Traded volume at the foreign exchange market dropped to a two-month low of $86 million at the weekend before rising 27% to $110 million on Monday. But the supply proved insufficient, prompting the naira to soften while excess demand shifted to the unofficial market, he said.

The West African nation’s gross dollar reserves has fallen steadily for 17 days to $32 billion as of April 19, the lowest the reserves have been since Sept. 2017, according to Bloomberg’s calculations based on the latest available data from the Central Bank of Nigeria.

The trend has raised concerns that dollar inflows are not arriving quickly enough to rebuild reserves after the central bank settled overdue dollar obligations earlier this year.

“The naira has been supported by onshore dollar selling as long positions were unwound, but the rally was probably overextended,” said Samir Gadio, head of Africa strategy at Standard Chartered Bank. “A dislocation started to emerge as domestic market participants sold dollars at increasingly lower spot levels” which was not sustainable and led to a correction, he said.

The currency has lost more than 60% of its value against the dollar following two devaluations since June to reform the foreign exchange market and attract more foreign capital. The central bank has also introduced a raft of measures to prod lenders to supply more dollars to the local market.

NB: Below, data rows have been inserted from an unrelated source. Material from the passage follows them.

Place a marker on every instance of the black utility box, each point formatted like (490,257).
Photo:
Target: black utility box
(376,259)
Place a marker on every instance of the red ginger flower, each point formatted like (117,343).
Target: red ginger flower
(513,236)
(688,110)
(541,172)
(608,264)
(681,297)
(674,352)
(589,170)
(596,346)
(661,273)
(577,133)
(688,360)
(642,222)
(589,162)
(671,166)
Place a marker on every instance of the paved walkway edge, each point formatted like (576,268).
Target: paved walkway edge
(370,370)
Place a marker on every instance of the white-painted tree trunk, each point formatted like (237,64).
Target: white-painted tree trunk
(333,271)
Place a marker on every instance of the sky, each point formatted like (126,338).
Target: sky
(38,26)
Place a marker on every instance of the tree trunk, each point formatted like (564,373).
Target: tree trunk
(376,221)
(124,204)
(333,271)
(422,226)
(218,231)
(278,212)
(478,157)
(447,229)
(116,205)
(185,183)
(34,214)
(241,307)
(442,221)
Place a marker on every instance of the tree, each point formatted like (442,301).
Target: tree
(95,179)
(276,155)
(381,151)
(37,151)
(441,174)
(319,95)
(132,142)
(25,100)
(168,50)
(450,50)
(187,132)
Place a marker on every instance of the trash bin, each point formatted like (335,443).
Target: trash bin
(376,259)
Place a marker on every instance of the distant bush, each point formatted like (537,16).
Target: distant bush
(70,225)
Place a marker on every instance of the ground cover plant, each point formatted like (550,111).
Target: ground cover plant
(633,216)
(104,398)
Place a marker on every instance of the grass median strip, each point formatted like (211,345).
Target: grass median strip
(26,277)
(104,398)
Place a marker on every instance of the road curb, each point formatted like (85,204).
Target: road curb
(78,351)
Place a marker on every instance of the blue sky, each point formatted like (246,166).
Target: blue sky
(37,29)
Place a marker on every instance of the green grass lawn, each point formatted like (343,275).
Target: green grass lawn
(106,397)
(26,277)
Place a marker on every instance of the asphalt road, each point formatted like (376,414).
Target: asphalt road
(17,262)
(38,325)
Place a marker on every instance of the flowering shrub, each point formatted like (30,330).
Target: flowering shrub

The steps have helped the naira to recover from a 1,627 per dollar low in early March to 1,234/dollar on Monday on the official market, which is the most recent day for which data are available.

The central bank on Tuesday offered dollars to operators of bureau de change at 1,021 naira, 17% below than the official rate tracked by FMDQ, in a bid to improve liquidity in the parallel market.

“If the central bank is driving appreciation by selling dollars to BDCs at a lower rate, then I’m not sure how sustainable that is,” said Banctrust Investment Bank’s analyst Ayodeji Dawodu, who predicts the naira will probably stabilize around 1,500 a dollar by year end, adding that this would spur strong foreign capital inflows.